Let me preface this post with a disclaimer. I am not a biologist. I just play one on TV.
Not really, but you understand.
This buck is the 'alpha' in the wild deer herd that frequents my place. He outweighs the other bucks by what looks to be about 30-50 lbs. He looks like he's on steroids compared to the next buck in line.
I have several friends that are hunters that would love to put him in their freezer because of that extra weight.
BUT--there tends to be a code among deer hunters that says you always leave the largest buck for future breeding. That ensures generations of healthy, good looking deer.
In this case, I'm beginning to wonder.
If he is the father of all the fawns that have been born in the last several years, something is not quite right in what he is passing along.
I have observed several things in his fawns for the last 3 years at least.
1. They often don't live a month.
2. If they do live, they don't grow properly.
3. The bucks that he throws are what is called 'spike' bucks (single antlers with no branches).
I realize that he only provides 50% of the genetics for these fawns, but could all the does in the herd have something wrong with their 50%? Unlikely.
The only surviving fawn this year is tiny. I wonder if she'll make it through the winter.
The fawn in my header is from last summer. He did not make it despite his healthy appearance.
Weather could be said to be a factor this year. Extreme heat and drought have caused food sources for the deer to be incredibly hard to find.
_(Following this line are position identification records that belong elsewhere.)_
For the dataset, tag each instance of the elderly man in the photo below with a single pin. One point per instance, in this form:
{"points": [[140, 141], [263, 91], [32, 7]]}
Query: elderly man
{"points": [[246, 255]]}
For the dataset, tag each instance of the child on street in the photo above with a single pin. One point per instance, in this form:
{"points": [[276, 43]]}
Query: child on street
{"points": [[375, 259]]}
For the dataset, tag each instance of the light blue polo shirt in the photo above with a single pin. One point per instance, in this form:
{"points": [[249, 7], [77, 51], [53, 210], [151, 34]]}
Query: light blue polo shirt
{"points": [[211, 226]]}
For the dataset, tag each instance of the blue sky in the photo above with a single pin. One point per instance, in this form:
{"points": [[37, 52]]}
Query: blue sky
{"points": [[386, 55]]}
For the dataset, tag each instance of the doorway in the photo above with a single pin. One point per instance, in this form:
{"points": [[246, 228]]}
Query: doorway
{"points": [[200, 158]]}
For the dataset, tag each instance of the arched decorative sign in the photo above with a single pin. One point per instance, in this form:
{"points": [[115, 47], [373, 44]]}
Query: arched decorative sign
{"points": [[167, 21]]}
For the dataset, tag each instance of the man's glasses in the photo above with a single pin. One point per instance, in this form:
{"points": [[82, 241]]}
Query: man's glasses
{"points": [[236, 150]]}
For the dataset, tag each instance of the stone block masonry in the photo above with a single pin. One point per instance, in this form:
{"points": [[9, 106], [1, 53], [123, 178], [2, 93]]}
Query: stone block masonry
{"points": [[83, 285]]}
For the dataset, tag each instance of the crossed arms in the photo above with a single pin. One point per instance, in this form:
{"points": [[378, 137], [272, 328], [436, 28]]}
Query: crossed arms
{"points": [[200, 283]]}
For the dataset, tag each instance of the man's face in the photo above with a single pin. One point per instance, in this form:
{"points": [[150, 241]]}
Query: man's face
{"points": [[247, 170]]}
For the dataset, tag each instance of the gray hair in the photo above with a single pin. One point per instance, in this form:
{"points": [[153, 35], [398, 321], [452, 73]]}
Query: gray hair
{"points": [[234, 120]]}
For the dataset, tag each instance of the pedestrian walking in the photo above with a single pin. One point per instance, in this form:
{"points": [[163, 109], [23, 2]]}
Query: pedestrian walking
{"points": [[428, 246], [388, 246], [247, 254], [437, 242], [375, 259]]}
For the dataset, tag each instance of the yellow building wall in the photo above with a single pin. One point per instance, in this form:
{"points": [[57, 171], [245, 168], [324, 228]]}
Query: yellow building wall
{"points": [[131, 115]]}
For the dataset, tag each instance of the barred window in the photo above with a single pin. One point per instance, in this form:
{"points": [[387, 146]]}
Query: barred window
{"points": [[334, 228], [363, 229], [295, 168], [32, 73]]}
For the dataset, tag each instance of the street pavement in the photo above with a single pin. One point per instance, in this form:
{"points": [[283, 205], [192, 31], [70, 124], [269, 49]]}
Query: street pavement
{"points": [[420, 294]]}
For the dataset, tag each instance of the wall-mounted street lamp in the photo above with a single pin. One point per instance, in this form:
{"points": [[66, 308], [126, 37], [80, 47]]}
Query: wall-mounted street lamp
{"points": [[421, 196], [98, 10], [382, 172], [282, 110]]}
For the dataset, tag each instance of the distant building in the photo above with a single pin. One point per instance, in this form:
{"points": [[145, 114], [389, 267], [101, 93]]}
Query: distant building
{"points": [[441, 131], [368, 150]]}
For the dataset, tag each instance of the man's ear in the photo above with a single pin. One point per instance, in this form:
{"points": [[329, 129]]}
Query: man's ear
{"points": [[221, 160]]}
The same cannot be said of last spring and summer (2010) though. We only had a couple days above 100* and we had plentiful rains. His fawns did not survive that summer either. Again, only a couple did and they are tiny this year. They look like they didn't grow at all over the winter.
The twist in this story: We have far, far too many deer for the acreage that is available for them. The fact that the fawns are dying off or not thriving is actually keeping the herd smaller.
On one hand, the big buck's genetics could be keeping the population in check.
On the other hand, many of the deer are suffering because of it.
The does carry a fawn to term---taxing her body during the winter months, only to have the fawn die.
The fawns die or are abandoned, I don't know which.
The question then becomes: Do we cull this buck to bring a healthier genetic base to the deer or leave him be so the general population stays where it is?